Three new research papers published on arXiv demonstrate advances in neuro-symbolic approaches that combine large language models with symbolic reasoning for automated mathematical tasks.
According to arxiv.org, Stepwise introduces a neuro-symbolic framework for automated systems verification that performs best-first tree search over proof states while querying LLMs for candidate proof steps. The system fine-tunes LLMs on proof state-step pairs and incorporates interactive theorem proving (ITP) tools to repair rejected steps and discharge subgoals. On the FVEL seL4 benchmark, Stepwise proved up to 77.6% of theorems, “substantially surpassing previous LLM-based approaches and standalone Sledgehammer.”
In a separate paper, arxiv.org describes VIRO (Verification-Integrated Reasoning Operators), a framework for Referring Expression Comprehension that addresses cascading errors in compositional reasoning. The system embeds “lightweight operator-level verifiers within reasoning steps” to validate outputs like object existence and spatial relationships. VIRO achieved 61.1% balanced accuracy across target-present and no-target settings and was accepted to CVPR 2026.

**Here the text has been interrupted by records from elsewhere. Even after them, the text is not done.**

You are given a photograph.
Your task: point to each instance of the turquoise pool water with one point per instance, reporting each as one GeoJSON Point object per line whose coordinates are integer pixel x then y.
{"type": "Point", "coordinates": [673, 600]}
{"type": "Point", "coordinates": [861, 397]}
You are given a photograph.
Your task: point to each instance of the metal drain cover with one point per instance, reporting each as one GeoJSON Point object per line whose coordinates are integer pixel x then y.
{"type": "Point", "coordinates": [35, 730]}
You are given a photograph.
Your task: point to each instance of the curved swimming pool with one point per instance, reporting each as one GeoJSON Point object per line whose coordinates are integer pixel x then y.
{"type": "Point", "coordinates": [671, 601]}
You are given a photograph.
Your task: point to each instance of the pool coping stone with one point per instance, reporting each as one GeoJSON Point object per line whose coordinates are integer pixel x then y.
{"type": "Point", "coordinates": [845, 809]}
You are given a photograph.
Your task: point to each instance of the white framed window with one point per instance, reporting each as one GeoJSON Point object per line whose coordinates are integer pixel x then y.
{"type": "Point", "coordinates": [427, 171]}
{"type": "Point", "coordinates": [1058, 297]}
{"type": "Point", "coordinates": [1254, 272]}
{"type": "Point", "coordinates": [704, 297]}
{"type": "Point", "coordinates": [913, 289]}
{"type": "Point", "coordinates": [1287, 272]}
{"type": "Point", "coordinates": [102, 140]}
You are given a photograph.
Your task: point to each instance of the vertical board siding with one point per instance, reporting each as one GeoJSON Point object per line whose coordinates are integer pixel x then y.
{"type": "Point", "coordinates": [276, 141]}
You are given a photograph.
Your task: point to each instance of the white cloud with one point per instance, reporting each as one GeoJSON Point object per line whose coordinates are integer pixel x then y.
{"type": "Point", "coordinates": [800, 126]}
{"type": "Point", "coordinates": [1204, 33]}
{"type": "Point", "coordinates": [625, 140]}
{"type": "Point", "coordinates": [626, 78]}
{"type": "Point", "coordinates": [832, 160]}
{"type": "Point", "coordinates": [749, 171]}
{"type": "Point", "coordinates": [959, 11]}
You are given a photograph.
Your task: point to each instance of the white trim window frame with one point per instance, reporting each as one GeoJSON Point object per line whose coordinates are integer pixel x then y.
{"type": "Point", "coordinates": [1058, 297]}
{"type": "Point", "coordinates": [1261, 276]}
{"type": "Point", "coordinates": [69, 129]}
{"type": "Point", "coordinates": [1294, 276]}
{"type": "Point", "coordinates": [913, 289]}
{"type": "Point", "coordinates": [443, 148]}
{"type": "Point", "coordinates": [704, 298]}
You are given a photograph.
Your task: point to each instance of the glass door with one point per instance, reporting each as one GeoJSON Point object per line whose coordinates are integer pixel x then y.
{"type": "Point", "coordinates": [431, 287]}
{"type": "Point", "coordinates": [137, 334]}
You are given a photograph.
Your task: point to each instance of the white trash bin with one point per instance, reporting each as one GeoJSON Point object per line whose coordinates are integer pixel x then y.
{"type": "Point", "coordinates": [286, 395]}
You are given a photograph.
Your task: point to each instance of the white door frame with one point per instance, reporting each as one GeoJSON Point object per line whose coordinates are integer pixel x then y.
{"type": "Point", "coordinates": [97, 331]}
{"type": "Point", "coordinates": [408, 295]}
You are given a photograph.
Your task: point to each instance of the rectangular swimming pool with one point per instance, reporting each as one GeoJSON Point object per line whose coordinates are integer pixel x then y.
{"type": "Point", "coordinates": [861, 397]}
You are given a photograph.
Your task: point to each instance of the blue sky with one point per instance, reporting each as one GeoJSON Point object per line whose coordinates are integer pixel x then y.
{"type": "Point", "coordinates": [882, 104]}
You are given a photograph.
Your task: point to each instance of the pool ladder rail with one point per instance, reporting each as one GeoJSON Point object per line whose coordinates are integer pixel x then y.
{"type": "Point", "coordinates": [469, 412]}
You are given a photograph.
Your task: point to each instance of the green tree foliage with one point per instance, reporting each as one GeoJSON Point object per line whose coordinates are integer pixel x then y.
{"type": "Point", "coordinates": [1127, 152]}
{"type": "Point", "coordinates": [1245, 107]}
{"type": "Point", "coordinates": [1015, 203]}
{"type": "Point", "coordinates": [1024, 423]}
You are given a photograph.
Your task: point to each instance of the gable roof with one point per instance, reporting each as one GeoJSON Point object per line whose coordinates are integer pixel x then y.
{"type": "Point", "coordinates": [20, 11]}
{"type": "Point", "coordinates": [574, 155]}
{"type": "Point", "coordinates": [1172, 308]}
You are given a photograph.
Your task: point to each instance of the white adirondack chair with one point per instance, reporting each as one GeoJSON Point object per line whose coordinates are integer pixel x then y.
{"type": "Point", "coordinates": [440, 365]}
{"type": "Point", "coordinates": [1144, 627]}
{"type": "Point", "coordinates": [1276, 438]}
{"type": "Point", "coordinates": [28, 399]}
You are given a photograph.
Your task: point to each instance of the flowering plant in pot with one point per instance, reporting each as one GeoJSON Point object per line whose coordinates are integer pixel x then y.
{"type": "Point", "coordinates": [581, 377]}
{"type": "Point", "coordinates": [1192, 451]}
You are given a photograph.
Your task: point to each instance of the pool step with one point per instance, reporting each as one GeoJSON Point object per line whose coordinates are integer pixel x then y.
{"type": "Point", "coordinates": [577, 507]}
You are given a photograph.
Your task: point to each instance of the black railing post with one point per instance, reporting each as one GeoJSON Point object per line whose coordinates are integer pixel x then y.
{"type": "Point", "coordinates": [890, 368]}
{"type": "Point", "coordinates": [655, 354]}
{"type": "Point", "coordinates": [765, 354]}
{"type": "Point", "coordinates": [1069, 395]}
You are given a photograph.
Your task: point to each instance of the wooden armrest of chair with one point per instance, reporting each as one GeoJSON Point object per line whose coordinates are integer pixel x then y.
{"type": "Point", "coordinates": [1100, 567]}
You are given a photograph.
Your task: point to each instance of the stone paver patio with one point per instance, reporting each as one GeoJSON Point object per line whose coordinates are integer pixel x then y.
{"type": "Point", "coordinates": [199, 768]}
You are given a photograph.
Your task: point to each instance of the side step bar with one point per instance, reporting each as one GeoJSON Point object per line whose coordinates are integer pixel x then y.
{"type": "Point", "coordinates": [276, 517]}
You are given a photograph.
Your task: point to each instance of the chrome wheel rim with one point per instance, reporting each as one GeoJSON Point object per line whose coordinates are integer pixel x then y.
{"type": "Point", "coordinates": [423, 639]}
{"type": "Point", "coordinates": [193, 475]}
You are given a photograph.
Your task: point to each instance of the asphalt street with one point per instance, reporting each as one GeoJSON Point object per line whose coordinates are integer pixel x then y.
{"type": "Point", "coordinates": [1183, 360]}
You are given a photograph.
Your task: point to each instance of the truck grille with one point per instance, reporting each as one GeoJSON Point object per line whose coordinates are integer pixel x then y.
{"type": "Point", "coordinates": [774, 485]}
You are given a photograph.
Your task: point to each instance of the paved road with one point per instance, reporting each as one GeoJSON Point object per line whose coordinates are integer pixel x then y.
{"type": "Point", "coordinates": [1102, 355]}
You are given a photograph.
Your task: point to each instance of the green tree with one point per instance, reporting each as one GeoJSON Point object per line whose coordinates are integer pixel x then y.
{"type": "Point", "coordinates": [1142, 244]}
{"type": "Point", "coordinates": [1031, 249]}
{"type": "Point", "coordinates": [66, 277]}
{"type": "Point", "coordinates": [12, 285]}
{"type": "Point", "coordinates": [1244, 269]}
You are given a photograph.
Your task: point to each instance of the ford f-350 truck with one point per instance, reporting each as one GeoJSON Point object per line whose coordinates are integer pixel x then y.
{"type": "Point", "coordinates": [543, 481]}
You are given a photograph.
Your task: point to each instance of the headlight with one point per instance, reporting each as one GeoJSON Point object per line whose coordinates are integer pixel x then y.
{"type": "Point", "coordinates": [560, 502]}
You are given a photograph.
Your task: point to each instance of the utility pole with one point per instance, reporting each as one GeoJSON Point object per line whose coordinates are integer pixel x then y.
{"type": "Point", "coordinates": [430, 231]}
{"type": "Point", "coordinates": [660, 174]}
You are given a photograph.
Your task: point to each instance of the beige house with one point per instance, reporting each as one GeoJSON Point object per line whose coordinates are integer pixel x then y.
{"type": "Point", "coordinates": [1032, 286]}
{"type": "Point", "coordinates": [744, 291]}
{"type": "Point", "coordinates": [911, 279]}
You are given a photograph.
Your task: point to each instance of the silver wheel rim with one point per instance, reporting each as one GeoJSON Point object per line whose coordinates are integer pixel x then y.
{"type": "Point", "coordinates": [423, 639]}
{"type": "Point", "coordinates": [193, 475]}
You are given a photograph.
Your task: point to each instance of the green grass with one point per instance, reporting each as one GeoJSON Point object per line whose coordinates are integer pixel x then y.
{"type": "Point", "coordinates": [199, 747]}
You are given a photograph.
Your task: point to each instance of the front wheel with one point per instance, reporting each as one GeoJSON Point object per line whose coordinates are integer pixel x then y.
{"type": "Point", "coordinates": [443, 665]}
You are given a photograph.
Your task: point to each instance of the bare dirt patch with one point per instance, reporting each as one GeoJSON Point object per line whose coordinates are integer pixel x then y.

FormalEvolve, detailed in a third arxiv.org paper, tackles autoformalization—translating natural-language mathematics into machine-checkable statements. The framework uses “LLM-driven mutation and crossover with bounded patch repair” alongside Abstract Syntax Tree rewrite operations. On CombiBench and ProofNet benchmarks with a generator-call budget of T=100, FormalEvolve reached semantic hit rates of 58.0% and 84.9% respectively.